We see that both the virtual and physical pages are 4kB which is typical in most 64-bit systems. Recall that the purpose of the MMU is to translate virtual addresses to physical addresses and page tables store page table entries (PTE) which contains metadata about the page such as if the page is in memory, if it’s writable and etc. Virtual addresses can be broken into segments that represents the indices of the different levels of the page table and the offset within the page. For instance, a page table could look like the following:

+--------------- VPN -----------------+
|                                     |
V                                     V
63         47     38     29     20     11        0
+---------+------+------+------+------+-----------+
| UNUSED  |  L4  |  L3  |  L2  |  L1  | offset    |
+---------+------+------+------+------+-----------+
          |9 bits|9 bits|9 bits|9 bits| 12 bits

Once the PTE is found through the page walk, one could compute the physical address by:

(PTE.PFN << shift) + offset = (Address of Physical Page) + offset

Although I am not sure if this calculation is correct, for the intent of what I want to discuss, this math shall be suffice. What I want to highlight is that we need to know two things:

  1. the physical frame number (PFN)
  2. the offset

For simplicity, we could view the physical address translation as:

physical address = pagetable[VPN] * page_size + offset

Note: I want to stress that the math may not be entirely correct and is a simiplified view

Conclusion: My interpretation of the quote: the actual physical addresses used do not matter doesn’t downplay the importance of spatial locality in physical memory but rather to refer that the fact that we will see a performance increase during the address translation phase. I totally misread the quote and thought the author was referring that spatial locality didn’t matter. A common theme I have is misreading and misinterpreting what I read … something I need to work on more. Though I could be wrong so feel free to report an error in my thinking on Report a Bug link below the tags associated with the post.

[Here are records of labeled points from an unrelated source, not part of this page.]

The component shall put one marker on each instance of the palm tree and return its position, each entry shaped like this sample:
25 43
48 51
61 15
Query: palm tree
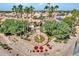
20 8
26 10
14 9
52 9
31 10
48 9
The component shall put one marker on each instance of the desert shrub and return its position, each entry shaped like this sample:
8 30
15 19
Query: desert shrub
70 21
60 30
11 26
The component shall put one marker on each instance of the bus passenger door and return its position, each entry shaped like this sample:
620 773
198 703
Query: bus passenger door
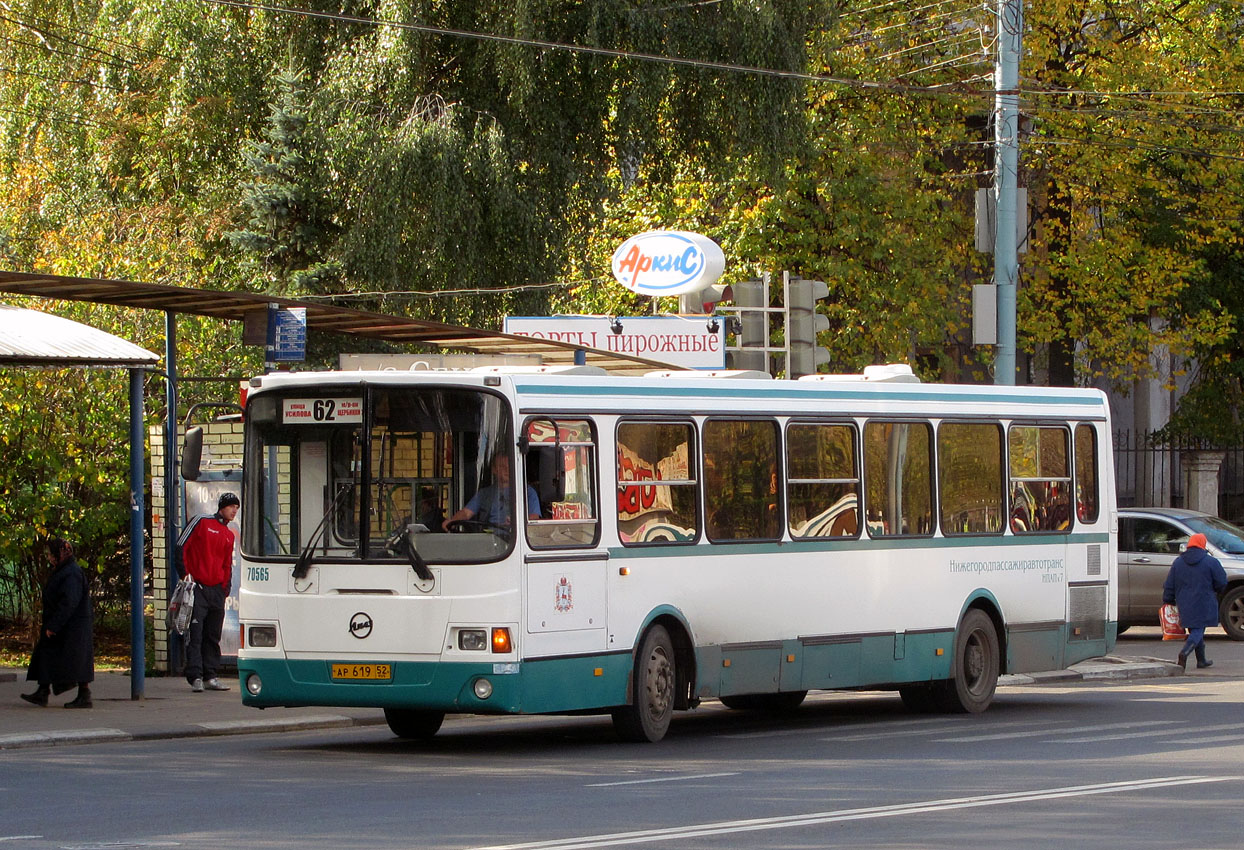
564 568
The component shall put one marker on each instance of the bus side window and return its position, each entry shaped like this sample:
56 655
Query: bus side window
898 478
822 481
656 484
561 468
1040 479
1086 473
740 479
970 472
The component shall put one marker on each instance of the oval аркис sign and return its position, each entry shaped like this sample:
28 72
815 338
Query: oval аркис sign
668 263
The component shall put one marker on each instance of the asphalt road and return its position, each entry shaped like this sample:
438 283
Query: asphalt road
1152 763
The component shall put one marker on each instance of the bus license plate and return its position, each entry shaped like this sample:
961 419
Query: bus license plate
352 672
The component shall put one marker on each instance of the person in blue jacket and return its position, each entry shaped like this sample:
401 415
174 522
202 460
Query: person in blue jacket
1193 585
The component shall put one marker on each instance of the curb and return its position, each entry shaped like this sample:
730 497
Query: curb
66 737
1097 671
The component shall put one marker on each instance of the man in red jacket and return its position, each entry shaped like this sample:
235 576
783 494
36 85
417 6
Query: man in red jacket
207 553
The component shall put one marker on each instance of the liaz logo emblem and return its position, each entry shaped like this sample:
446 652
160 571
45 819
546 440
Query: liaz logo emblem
361 625
564 600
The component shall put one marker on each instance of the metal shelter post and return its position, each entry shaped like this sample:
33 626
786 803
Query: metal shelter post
1010 31
137 548
172 493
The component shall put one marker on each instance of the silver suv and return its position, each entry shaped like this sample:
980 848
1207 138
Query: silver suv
1150 539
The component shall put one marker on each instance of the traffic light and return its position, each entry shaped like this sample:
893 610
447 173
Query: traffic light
803 324
750 296
703 301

2. TLB, CPU Cache, and Cacheline

TLB (Translation Lookaside Buffer) is a cache that the MMU (memory management unit) uses to avoid performing a page walk. TLB only contains the PTE and not the page itself. Parts of the page could be cached into the CPU cache. When retrieving data from the main memory, the fetch request does not only grab the data itself but a line of data referred as a cacheline. On a 64-bit CPU, 64 bytes of data are retrieved for each fetch requests and stored into cache.

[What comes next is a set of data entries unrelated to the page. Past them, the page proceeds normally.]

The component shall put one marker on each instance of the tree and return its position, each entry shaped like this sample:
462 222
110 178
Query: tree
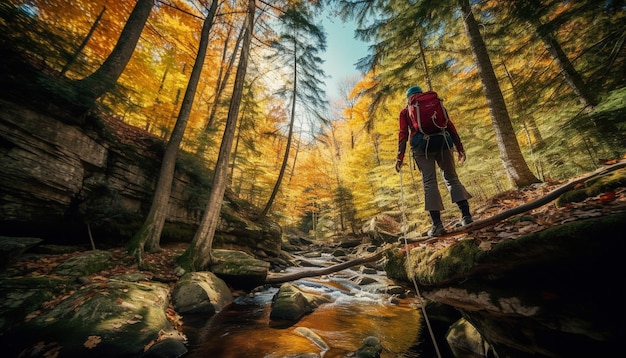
298 48
198 254
149 235
394 63
532 12
105 77
514 164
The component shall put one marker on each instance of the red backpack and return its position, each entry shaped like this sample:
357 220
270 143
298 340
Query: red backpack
427 112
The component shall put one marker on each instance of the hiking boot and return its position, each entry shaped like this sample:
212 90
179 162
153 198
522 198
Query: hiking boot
436 230
466 220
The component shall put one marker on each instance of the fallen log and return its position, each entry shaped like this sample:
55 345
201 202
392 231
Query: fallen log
282 278
546 199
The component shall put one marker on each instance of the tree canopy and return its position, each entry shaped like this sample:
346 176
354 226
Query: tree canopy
556 65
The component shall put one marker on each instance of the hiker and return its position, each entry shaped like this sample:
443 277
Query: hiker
430 144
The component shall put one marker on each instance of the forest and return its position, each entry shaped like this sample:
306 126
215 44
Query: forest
535 89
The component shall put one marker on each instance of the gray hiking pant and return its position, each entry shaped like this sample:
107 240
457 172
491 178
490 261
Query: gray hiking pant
426 164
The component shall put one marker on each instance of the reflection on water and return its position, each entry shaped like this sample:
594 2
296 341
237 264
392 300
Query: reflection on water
245 330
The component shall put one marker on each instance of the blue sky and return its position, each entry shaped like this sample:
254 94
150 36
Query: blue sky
342 52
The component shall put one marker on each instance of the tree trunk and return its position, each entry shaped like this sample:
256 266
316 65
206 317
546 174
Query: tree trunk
198 255
514 164
106 76
283 166
149 235
84 43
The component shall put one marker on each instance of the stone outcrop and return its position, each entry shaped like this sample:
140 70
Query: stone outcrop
554 293
65 179
240 270
121 316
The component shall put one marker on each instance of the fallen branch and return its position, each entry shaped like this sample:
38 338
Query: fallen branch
282 278
479 224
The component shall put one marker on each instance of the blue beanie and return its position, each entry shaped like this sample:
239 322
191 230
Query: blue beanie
413 90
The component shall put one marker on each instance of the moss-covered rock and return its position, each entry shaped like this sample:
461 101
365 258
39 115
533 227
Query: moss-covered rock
119 321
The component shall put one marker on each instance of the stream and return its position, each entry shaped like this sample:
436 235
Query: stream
336 329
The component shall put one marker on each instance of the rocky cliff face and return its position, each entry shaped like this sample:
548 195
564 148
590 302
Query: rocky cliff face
63 175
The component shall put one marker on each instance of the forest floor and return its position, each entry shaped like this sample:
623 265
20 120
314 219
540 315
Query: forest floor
161 266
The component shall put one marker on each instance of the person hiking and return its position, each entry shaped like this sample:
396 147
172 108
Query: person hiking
432 136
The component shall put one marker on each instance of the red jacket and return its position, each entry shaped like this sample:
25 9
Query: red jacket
406 127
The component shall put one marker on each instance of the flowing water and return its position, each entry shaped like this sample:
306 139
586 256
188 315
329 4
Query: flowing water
335 329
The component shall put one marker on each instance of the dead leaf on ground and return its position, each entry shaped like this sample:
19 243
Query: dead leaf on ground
92 341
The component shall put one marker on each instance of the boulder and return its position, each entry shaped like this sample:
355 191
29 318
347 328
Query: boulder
465 341
291 303
122 320
239 269
201 292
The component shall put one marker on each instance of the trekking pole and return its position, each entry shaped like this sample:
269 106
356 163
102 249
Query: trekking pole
417 291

Note: I recently learned there are a few different levels of TLB and TLB could be also split into memory and instruction just like CPU caches

Let’s suppose we want to fetch an element in an array such as an integer arr[0]. The CPU will also grab 15 other integers (assuming an integer is 4 Bytes and our CPU is 64-bit) due to how the CPU fetches data from the main memory. When the CPU wants to fetch some data from main memory, it’ll grab a chunk of data called a cache line into the CPU cache to reduce the number of times the CPU needs to access the main memory because accessing data from main memory is EXPENSIVE. So if arr[0] was not in cache, we will have a cache miss and therefore, the CPU will need to fetch arr[0] from main memory (or worse, it’ll fetch the data from storage like the harddrive to memory and then to cache). It’ll also bring along arr[1], arr[2], ..., arr[15] along with it so that if we ever need to access any of the first 16 elements of the array, we don’t ever need to travel to the main memory which is far from the CPU as it will already be in our cache which requires very little CPU cycles to retrieve the data. From my understanding, CPU designers noticed that neighboring data are more likely to be access such as via a loop. We call this type of access as spatial locality.

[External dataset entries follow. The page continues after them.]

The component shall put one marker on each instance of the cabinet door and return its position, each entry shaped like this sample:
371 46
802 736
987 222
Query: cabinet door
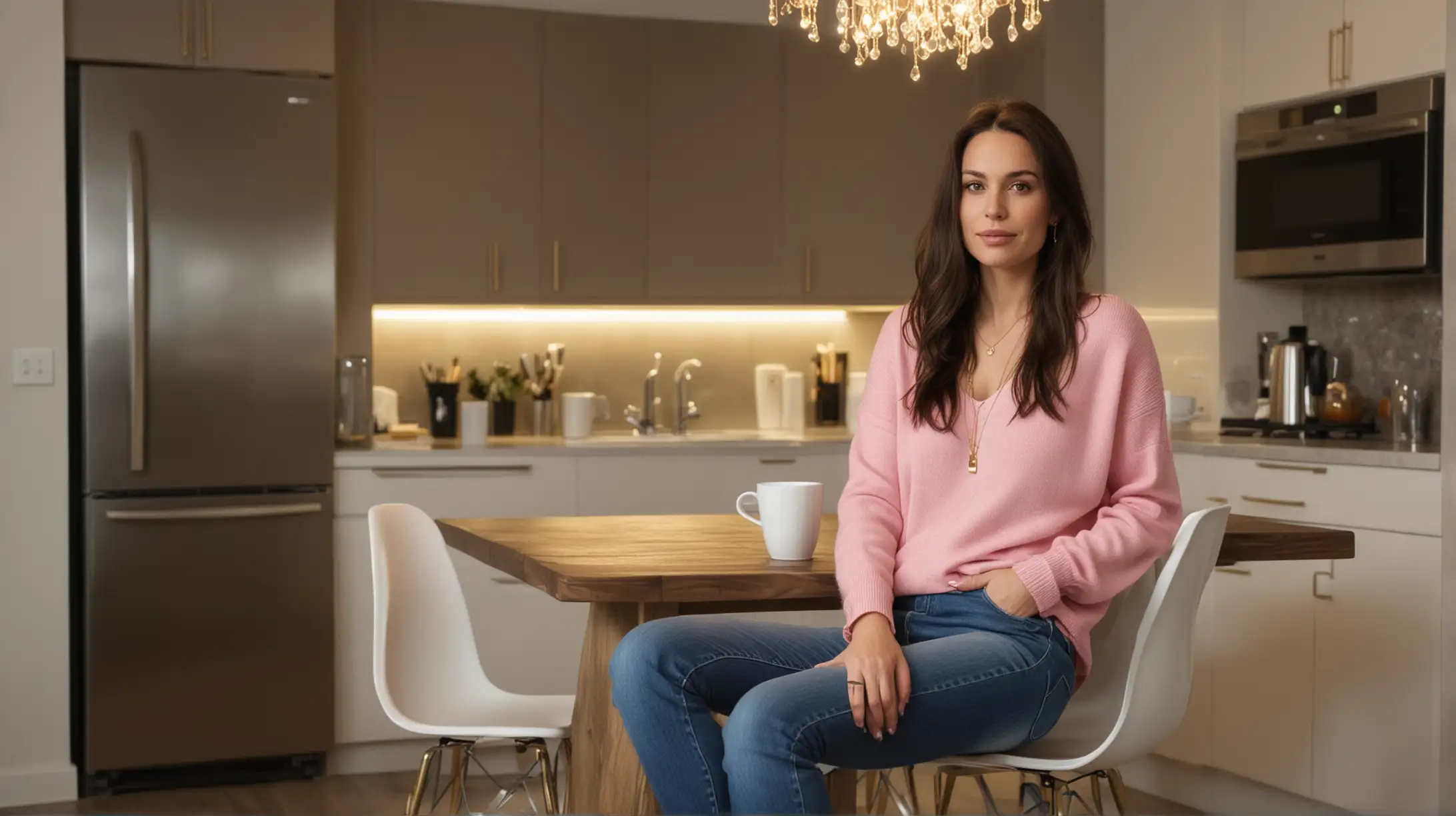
863 152
595 159
457 153
156 33
1378 677
715 165
1286 49
1394 40
267 35
1263 673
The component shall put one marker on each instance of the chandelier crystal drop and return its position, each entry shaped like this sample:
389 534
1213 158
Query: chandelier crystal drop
916 28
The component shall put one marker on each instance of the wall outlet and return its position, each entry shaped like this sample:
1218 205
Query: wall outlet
34 366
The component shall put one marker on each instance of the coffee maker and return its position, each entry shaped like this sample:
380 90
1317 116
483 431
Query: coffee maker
830 383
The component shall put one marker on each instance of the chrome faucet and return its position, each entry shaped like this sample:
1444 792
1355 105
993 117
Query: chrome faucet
686 410
645 419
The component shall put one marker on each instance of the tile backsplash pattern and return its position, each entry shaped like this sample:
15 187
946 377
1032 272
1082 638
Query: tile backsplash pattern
1381 331
613 359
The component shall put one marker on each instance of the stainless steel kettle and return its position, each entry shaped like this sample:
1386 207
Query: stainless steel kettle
1293 398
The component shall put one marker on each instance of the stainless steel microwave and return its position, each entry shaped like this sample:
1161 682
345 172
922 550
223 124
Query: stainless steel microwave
1346 184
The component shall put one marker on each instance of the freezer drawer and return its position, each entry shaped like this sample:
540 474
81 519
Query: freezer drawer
209 629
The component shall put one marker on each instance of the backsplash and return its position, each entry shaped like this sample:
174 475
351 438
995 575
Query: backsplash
613 359
1381 331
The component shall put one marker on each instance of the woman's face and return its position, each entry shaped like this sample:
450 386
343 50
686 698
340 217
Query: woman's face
1005 209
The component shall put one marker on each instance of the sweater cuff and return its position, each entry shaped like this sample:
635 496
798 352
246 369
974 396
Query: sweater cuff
1040 581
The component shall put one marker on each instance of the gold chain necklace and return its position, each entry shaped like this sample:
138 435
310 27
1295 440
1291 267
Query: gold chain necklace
973 461
991 349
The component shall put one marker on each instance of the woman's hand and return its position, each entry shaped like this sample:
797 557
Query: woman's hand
879 675
1003 589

Note: while in theory, 16 integers should be retrievable from one request (should be 8 bytes at a time in 8 bursts to service the request in general), I am not knowledgeable if there are some caveats such as alignment issues and other factors. As I did not study engineering (in fact I am studying Mathematics which is far from this subject), my knowledge of hardware is limited

But you may be confused as I was about how the TLB and cache relate to each other. Recall TLB stores PTEs and cache stores data from the page. We first need to translate the virtual address into physical before we proceed to fetch the data. If the PTE is already in TLB, then there is no need to do a page table walk, but we may still need to fetch the data if it’s not in the CPU cache. The PTE can be used to retrieve the data from the main memory if the data is not already in cache. The diagram below does a good job to capture this relation:

An image illustrating in a high level of how data is retrieved making use of both the TLB and CPU cache

A high-level illustration of how data is retrieved which makes use of both the TLB and CPU cache when possible. Adapted from here

Another good flowchart of how TLB works can be found on Wikipedia as well:

Flowchart[5] shows the working of a translation lookaside buffer. For simplicity, the page-fault routine is not mentioned.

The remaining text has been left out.